The US has announced new sanctions against Russia’s two largest oil companies, signalling a major shift in Donald Trump’s approach to ending the war in Ukraine. The measures taken against Rosneft and Lukoil mark the first time the US has sanctioned Russia since Trump’s return to office in January.

The US treasury secretary, Scott Bessent, said the sanctions were needed because of “Putin’s refusal to end this senseless war” and that the companies targeted were responsible for funding the Kremlin’s “war machine”. He said that the US was also prepared to take further action.
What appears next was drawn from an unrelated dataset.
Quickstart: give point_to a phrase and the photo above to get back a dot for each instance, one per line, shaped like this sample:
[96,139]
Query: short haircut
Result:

Trump has called the sanctions “tremendous”, but experts remain split on how effective they will be in slowing Russia’s war and bringing Vladimir Putin to the negotiating table – with many saying it will come down to how aggressively the US enforces them.

What has been announced?

The sanctions announced by the Treasury will see all assets belonging to Rosneft and Lukoil in the US frozen, while at the same time US companies and individuals will be barred from doing business with them. The measures also include sanctions against dozens of subsidiaries of the companies.

The US is also threatening secondary sanctions on foreign financial institutions that do business with Rosneft and Lukoil – which could include banks that facilitate sales of Russian oil in China, India and Turkey.

Rosneft and Lukoil are the two largest oil companies in Russia and account for nearly half of Russia’s crude oil exports, according to Bloomberg. Both companies were sanctioned by the UK last week, and on Thursday the EU will also announce a raft of new sanctions against Russia.

Why now?

On the campaign trail in 2024, Trump claimed he would end the Ukraine war “in 24 hours” if elected. But since returning to the White House, he has found the task more difficult than he envisioned. His commitment to the war has flip flopped – from stating last month that Ukraine could regain all the land lost since the 2022 invasion, to this week suggesting the country’s Donbas region should be carved up in a way that would leave most of it under Russian control.

This week, Trump abruptly pulled out of a planned second summit with Putin, amid reports his administration was frustrated by preconditions set for the meeting by the Russian side. By Wednesday, his impatience was evident, as he told “every time I speak with Vladimir, I have good conversations, and then they don’t go anywhere.”

Trump has been resisting pressure from allies in Congress to impose further sanctions, but Russia’s unwillingness to shift its position – along with sustained lobbying from European – appears to have changed his calculations.